Sojung, I really enjoyed reading your post. I had heard and read a little about PillPack but didn’t know much about their back end operations before reading your post. The use of robots makes a lot of sense to me in this industry, so that individuals are freed up from what is essentially bean-counting and can use their knowledge base for more complex questions. One potential issue I wonder about is what happens when individuals prescriptions change before they are done with a PillPack? I imagine that this could cause a lot of confusion for patients in terms of what to do with the medication they should no longer be taking and that there could be a substantial risk of patients taking the wrong dose.
Cool post, PillPack is certainly doing something unique in the industry by making themselves a personalized package mail order service. I think you are spot on in your conclusion that while their operating model helps them keep costs down now, their competitive advantage will not be able to fend off competition in the long term. I could definitely see another larger mail order service (e.g, Express Scripts) pretty easily copying this distribution type. By leveraging their existing PBM business, they would have an existing customer base and be able to subsidize their “personalized” service if necessary during its developmental stages. Another outstanding question is how will PillPack increase its awareness and drive patients to mail order? Without an existing pharmacy and/or PBM business, I see it being a challenge for them to gain patient awareness. One option to drive future growth is partnering with insurance companies (health plans that keep PBM services in-house, but lack their own mail order service). This would allow them to still keep operational costs down, while reaching a larger patient base. Their incentives would be well aligned, particularly if PillPack can show that their service increases medication adherence at statistically significant levels over an extended period of time.

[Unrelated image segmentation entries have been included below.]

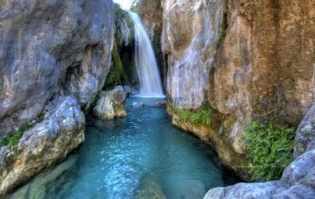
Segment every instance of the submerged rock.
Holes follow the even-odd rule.
[[[143,177],[140,179],[139,187],[135,193],[137,199],[165,199],[166,197],[158,182],[150,177]]]
[[[6,147],[0,150],[0,198],[84,141],[85,119],[75,98],[57,98],[48,105],[45,118],[23,133],[18,152]]]
[[[141,101],[135,101],[132,103],[132,108],[141,108],[144,107],[144,104]]]
[[[115,87],[112,91],[102,91],[93,108],[93,115],[106,120],[126,117],[127,112],[123,104],[126,96],[126,92],[121,86]]]

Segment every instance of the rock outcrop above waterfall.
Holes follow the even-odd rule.
[[[81,109],[111,66],[114,8],[107,0],[2,1],[0,7],[1,198],[84,141]]]
[[[88,107],[111,65],[111,1],[0,2],[0,137],[57,95]]]
[[[84,141],[85,119],[76,99],[58,97],[47,109],[46,119],[23,133],[17,150],[0,149],[0,198]]]
[[[286,168],[280,180],[215,188],[204,198],[313,198],[315,196],[314,126],[315,104],[296,132],[295,160]],[[303,152],[301,147],[304,149]]]
[[[106,120],[126,117],[124,105],[126,96],[127,92],[121,86],[115,87],[112,91],[102,91],[93,108],[93,115]]]
[[[176,108],[197,109],[207,101],[223,3],[220,0],[163,1],[162,8],[167,94]]]

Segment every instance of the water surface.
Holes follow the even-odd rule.
[[[148,105],[132,109],[141,101]],[[175,128],[158,99],[129,98],[128,116],[88,119],[86,141],[11,198],[202,198],[237,180],[209,145]]]

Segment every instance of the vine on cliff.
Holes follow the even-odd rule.
[[[211,125],[212,110],[206,105],[193,111],[190,110],[181,110],[179,111],[179,119],[183,122],[190,122],[191,124],[204,124]]]
[[[249,167],[253,180],[281,178],[286,167],[293,161],[295,127],[273,126],[271,122],[253,121],[246,135]]]

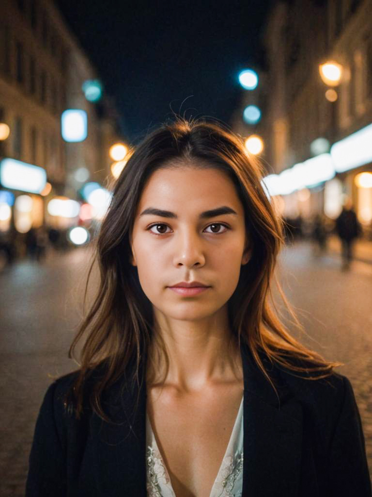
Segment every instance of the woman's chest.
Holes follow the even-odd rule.
[[[177,497],[209,497],[242,397],[242,386],[219,395],[149,392],[149,418]]]

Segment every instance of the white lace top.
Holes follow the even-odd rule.
[[[146,415],[148,497],[176,497],[167,468],[159,451],[150,419]],[[241,497],[243,469],[243,399],[225,455],[209,497]]]

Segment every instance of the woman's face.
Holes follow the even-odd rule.
[[[200,217],[228,207],[234,213]],[[169,214],[146,213],[150,209]],[[171,214],[173,213],[173,214]],[[220,309],[248,260],[243,206],[234,183],[219,170],[182,165],[149,178],[137,207],[130,245],[142,290],[169,318],[195,320]],[[210,287],[192,296],[169,287],[197,281]]]

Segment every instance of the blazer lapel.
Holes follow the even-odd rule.
[[[140,371],[140,381],[144,370]],[[94,414],[91,424],[97,494],[105,497],[145,497],[146,386],[122,389],[123,380],[110,389],[105,412],[118,424]],[[136,412],[133,408],[139,392]]]
[[[242,344],[241,350],[244,377],[243,497],[295,497],[301,463],[302,408],[264,356],[260,354],[279,398],[248,346]],[[145,364],[144,360],[140,381],[145,377]],[[143,379],[139,391],[136,387],[122,390],[124,384],[118,380],[111,387],[106,403],[105,410],[118,424],[107,423],[96,414],[91,420],[96,495],[145,497],[146,384]],[[138,408],[133,414],[138,391]]]
[[[243,345],[241,351],[244,375],[243,497],[295,497],[300,484],[302,407],[264,356],[260,355],[278,397],[248,347]]]

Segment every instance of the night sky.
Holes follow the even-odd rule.
[[[270,3],[57,1],[132,141],[172,110],[229,122],[240,71],[264,66],[259,35]]]

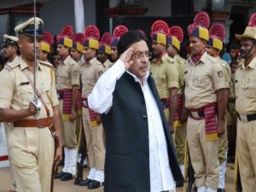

Thanks Sojung! I heard of PillPack this summer at IDEO as they were one of the companies that spun out of IDEO’s Entrepreneurs in Residence program. IDEO invested a ton of resources in working with the PillPack team to uncover customer needs and build a business/operational model around that and I’d be curious to see if they are able to continue to leverage IDEO innovation frameworks to stay ahead of the competitive forces that you pointed out. Using human centered design to uncover latent customer needs when you are new to the market is one thing, but once you are an established player and compete with more established players, we frequently see companies focus less on customer needs. I’m curious to see if they are able to stay ahead of the competitors by focusing on their customer value creation approach.
Great example of operational innovation enabling a disruptive business model. It’s clear that its success is built on centralization, but I wonder whether Pill Pack can build on its technical base to further replicate amenities of conventionally distributed services in the future. For instance, remote pharmacist support or automated delivery might unlock local penetration without requiring a departure from the company’s operating thesis. Might this be a way to stay ahead of competitors who can easily replicate centralization?